After several minutes of swearing and scrambling, he levered himself up on his knife handle and leapt for the top of the wall. He caught it on the second try and hauled himself up onto the warm dry grass. As he lay there, he tugged off his belt and then rolled back over to start fishing his knife out of the wall. It took several minutes and the knife nearly fell back into the canal at the last moment, but he caught the blade between two fingers and pulled it up. Well, that’s better than nothing.

He shrugged off his soaking, stinking coat and squeezed out as much of the canal as he could. Then he slung the coat over his shoulder on the hook of his finger and started walking. He’d only taken a few barefoot steps before he stopped short and looked across the canal at the outline of Port Chellah, far in the distance. Port Chellah, full of horses and trains. Port Chellah, on the other side of the canal.

“Aw, damn it!”

Across the water, a wide dirt road ran parallel to the canal and to his right Syfax spotted two young boys coming toward him. “Hey! Hey, kids!”

The boys stopped and waved. “What?”

“How do I get across?”

The boys looked at each other and shrugged. One of them pointed back toward the ocean and yelled, “Train bridge!”

To the west, the entrance to the canal at the mouth of the Bou Regreg River looked to be at least five miles back, judging by the hair-thin line of the Atlanteen Ocean beyond it. There was a faint arch across the canal back there that might have been the bridge.

An hour to run back there, another hour into town to get a horse, and then over sixty miles on winding roads from Port Chellah to Nahiz. The ferry probably only has forty miles to go.

But how far to the first lock?

Squinting into the east told him nothing except that the paddle wheeler was rounding a slight bend and bearing a bit to the south, judging by the trail of steam and smoke drifting above the canal. How fast do those things go?

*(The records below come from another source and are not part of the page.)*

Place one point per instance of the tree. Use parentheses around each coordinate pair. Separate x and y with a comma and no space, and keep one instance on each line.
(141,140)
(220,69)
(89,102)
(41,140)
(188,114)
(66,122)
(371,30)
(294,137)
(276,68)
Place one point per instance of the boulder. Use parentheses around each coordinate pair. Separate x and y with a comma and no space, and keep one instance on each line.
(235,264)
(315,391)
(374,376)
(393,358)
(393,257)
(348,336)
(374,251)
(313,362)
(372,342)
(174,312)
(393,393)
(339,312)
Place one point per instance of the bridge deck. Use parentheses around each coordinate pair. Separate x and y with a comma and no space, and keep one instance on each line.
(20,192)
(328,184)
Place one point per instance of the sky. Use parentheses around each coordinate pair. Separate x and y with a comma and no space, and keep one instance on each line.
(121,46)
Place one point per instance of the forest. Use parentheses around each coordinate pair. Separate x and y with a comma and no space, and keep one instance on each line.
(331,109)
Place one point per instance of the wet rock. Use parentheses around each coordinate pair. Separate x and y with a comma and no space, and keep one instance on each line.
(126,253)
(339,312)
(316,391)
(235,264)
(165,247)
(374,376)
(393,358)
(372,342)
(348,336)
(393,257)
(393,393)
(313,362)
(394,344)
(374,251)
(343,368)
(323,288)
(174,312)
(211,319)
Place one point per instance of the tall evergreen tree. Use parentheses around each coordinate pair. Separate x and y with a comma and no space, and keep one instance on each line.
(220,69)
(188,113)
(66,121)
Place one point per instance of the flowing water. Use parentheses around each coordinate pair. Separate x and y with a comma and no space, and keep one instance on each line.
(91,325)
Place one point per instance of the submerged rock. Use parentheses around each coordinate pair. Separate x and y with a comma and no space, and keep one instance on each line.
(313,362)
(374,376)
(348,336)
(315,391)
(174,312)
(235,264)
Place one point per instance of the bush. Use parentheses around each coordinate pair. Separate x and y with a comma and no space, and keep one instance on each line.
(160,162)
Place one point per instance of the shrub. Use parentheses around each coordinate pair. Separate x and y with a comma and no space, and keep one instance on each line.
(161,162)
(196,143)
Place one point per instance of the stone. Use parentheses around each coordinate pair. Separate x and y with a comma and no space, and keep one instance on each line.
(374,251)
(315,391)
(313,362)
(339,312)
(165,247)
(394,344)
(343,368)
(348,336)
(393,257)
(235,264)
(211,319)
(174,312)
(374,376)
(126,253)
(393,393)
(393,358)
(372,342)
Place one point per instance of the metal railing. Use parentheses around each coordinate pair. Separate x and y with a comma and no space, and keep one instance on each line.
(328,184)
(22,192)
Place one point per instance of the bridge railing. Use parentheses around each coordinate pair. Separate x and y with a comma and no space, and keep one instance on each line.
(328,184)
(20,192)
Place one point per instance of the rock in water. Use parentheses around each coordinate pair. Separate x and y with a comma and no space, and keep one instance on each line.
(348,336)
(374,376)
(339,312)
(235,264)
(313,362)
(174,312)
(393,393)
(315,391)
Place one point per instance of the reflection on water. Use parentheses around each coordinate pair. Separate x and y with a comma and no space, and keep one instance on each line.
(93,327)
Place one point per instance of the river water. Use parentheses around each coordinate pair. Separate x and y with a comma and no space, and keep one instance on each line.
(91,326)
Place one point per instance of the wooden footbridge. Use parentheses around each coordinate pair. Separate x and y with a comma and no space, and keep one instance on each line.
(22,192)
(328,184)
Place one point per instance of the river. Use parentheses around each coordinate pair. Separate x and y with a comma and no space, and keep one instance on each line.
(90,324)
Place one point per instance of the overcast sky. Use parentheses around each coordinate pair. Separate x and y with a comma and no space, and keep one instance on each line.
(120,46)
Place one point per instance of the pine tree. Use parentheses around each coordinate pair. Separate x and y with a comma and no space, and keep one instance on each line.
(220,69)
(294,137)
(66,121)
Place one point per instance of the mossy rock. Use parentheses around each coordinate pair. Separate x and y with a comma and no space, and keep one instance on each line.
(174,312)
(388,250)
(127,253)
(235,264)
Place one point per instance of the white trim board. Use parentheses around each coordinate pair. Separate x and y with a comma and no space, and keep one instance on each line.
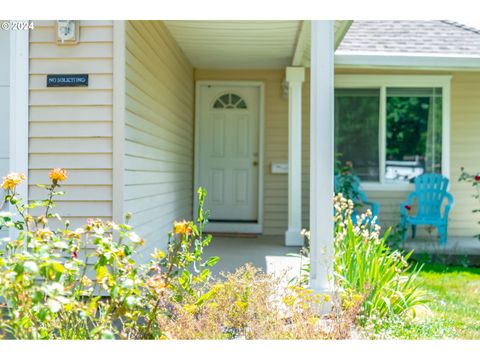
(405,60)
(384,81)
(254,228)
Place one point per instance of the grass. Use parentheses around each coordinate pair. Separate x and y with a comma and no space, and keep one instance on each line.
(455,307)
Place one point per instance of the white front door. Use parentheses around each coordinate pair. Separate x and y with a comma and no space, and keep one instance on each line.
(228,151)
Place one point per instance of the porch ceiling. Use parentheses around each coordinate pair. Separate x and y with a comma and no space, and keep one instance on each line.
(269,44)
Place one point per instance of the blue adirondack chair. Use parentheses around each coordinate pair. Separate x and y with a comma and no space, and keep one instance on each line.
(430,192)
(355,194)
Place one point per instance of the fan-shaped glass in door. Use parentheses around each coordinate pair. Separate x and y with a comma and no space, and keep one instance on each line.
(229,101)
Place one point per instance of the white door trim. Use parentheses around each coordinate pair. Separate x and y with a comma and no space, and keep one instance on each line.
(18,152)
(255,228)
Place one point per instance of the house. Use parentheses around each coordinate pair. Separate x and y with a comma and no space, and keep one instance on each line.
(172,105)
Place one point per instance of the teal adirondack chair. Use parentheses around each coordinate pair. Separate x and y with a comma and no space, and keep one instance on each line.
(356,195)
(430,192)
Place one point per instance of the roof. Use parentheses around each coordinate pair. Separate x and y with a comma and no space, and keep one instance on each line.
(432,37)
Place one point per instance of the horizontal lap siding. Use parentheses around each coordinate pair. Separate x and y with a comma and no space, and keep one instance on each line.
(72,127)
(158,131)
(464,151)
(465,147)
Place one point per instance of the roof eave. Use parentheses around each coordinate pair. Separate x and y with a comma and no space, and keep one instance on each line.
(407,61)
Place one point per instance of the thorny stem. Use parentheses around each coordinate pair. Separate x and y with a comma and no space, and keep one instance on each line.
(49,202)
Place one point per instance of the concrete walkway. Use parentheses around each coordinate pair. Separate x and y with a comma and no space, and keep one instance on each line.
(237,251)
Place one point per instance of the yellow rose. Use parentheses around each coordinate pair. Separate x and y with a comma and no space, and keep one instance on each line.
(57,175)
(12,180)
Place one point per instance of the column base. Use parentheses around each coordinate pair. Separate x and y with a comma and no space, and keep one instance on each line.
(293,238)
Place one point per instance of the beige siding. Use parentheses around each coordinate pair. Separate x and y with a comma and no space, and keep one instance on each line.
(158,131)
(465,147)
(275,141)
(464,150)
(72,127)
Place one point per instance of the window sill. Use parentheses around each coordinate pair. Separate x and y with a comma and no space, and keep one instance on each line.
(386,187)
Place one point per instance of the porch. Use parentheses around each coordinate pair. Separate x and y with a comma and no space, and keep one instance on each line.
(236,251)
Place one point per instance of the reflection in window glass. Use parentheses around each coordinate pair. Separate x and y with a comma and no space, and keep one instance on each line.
(229,101)
(413,133)
(356,130)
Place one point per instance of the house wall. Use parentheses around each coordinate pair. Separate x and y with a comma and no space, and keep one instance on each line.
(72,127)
(465,127)
(158,131)
(464,150)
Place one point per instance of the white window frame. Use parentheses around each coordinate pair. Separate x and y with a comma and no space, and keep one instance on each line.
(383,82)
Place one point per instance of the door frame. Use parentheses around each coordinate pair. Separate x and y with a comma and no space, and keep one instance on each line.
(233,227)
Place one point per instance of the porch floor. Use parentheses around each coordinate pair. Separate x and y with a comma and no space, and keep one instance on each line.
(235,251)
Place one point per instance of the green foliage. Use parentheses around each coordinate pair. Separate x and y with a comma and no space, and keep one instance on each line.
(453,311)
(473,179)
(365,265)
(85,283)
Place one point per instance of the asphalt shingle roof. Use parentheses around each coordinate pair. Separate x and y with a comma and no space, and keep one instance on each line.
(411,36)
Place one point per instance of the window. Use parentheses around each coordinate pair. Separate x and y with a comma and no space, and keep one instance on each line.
(229,101)
(391,128)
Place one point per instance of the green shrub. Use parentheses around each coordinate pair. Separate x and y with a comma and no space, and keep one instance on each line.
(54,286)
(249,304)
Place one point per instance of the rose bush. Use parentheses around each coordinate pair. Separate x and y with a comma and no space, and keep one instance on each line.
(84,283)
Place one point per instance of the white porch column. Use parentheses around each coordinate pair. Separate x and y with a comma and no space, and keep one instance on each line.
(321,156)
(295,77)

He didn’t imagine he could outrun the ferry, especially barefoot. But if the lock is slow enough, then maybe…

Syfax balled up his coat around his belt and slung the whole bundle over his shoulder, and he took off running along the canal using the top of the stone wall as a path. The blocks were warm and smooth, with only the occasional pebble or rusty fish hook to make him swear and stumble. From time to time he would glance at the murky water below and glare.

Twenty years ago you could wade straight across the river in the summer. And now, this.

Chapter 19. Taziri

A steady westerly wind sped the Halcyon on its way and Taziri landed in a grassy field just outside Nahiz a little more than an hour after leaving Port Chellah. Kenan had lingered by the windows, staring down at the murky lane of the canal and the rustling tree tops, peering intently at the ferry as they passed over it. If he had seen anything, he did not mention it. The rest of the flight had been quiet.